Gold hit record highs near $1,200 an ounce on Tuesday as dollar weakness fueled buying of the metal as an alternative asset, while investors speculating on further gains were cheered by its recovery from Friday's lows.
Spot gold hit a peak of $1,198.70 an ounce and was bid at $1,194.90 an ounce at 5:21 a.m. EST, against $1,179.10 late in New York on Monday.
"The fact that we are seeing the dollar weaken is helping to drive gold," said Ole Hansen, senior manager at Saxo Bank.
He said investors had been cheered by the strength of gold's recovery after it fell to below $1,140 an ounce last week, with the fall being met with strong fund buying.
"Everyone was waiting for that correction, and the way gold recovered suggested there was a lot of buying lurking in the wings (among) people who missed the opportunity to get into the market in the first place," said Hansen.
U.S. gold futures for February delivery on the COMEX division of the New York Mercantile Exchange also hit a record $1,200.50 an ounce and were later up $13.70 at $1,196 an ounce.
The dollar index .DXY, which tracks the U.S. currency's performance against a basket of six others, fell on Tuesday as more clarity about Dubai's debt situation eased some concerns over the region's stability, lifting risk appetite.
The dollar also pared gains against the yen after comments from the Bank of Japan on monetary policy.
Weakness in the U.S. unit boosts gold's appeal as an alternative asset and makes dollar-priced commodities cheaper for holders of other currencies.
Other commodity prices also firmed on the back of the weaker dollar, with base metals firming and oil rising more than half a percent to nearly $78 a barrel.
Gold tends to track crude prices, as the metal can be bought as a hedge against oil-led inflation.
In the physical market, the world's largest gold-backed exchange-traded fund, the SPDR Gold Trust, said its holdings rose 2.134 tonnes to 1,129.994 tonnes as of November 30.
Indian gold offtake abated on Tuesday as prices resumed their upward trend, after a modest pick-up in the last few sessions when traders stocked up in anticipation of wedding demand.
Jewelers in India, the world's largest gold consumer, returned to the physical market after bullion fell from a record on Friday. Sales of scrap persisted in other parts of Asia on Tuesday, cutting premiums, dealers said.
Analysts say they expect the gold market to continue taking support from fund and other investment demand, and further buying from central banks.
News in early November that the Reserve Bank of India had bought 200 tonnes of gold, closely followed by acquisitions by Russia, Sri Lanka and Mauritius, sparked a 13 percent price rise that month.

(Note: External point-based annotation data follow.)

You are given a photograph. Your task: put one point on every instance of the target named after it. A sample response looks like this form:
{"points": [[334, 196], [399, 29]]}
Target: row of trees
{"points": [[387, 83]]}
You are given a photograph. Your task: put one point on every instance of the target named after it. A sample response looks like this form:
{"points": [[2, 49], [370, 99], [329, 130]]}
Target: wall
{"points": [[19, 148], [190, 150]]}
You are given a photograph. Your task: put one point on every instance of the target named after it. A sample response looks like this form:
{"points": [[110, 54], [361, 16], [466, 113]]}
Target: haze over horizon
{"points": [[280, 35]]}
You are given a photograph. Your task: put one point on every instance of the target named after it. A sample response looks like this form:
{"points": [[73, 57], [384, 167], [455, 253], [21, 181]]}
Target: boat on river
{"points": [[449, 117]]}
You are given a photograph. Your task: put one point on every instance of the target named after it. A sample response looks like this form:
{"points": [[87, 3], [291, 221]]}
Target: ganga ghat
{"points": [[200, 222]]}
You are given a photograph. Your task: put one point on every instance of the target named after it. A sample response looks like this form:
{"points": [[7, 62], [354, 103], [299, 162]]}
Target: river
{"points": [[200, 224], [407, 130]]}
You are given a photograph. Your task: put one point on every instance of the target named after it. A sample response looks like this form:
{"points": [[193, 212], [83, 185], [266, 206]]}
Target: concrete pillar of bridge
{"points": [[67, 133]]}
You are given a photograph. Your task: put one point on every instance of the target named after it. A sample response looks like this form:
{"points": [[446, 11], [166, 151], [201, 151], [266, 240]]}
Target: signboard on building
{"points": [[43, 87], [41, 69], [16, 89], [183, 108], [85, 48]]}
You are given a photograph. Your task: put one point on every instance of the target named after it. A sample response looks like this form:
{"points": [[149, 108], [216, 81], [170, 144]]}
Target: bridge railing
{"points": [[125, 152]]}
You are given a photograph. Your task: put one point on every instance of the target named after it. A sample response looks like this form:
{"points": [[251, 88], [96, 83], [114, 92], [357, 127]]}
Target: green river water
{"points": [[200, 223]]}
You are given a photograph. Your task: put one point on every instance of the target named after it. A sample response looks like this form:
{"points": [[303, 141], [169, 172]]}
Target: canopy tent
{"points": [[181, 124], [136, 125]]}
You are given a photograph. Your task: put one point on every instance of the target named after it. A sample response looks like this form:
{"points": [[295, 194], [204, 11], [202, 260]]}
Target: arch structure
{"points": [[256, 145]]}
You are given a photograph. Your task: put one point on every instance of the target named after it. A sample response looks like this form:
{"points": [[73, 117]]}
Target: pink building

"We expect to see further announcements of Central Bank gold purchases over the coming months as these banks realign their U.S. dollar and other asset holdings," said Fairfax analyst John Meyer in a note.
On the supply side, Harmony Gold Mining Co., the world's No. 5 producer of the metal, said output was suspended on Tuesday at its Merriespruit 3 shaft in South Africa after a mineworker was killed the day before.
Among other precious metals, spot silver was bid at $18.70 an ounce against $18.45.
Platinum was at $1,468 an ounce against $1,452, while palladium was at $378 against $363.50, having earlier touched a high of $379 an ounce, its firmest since August 2008.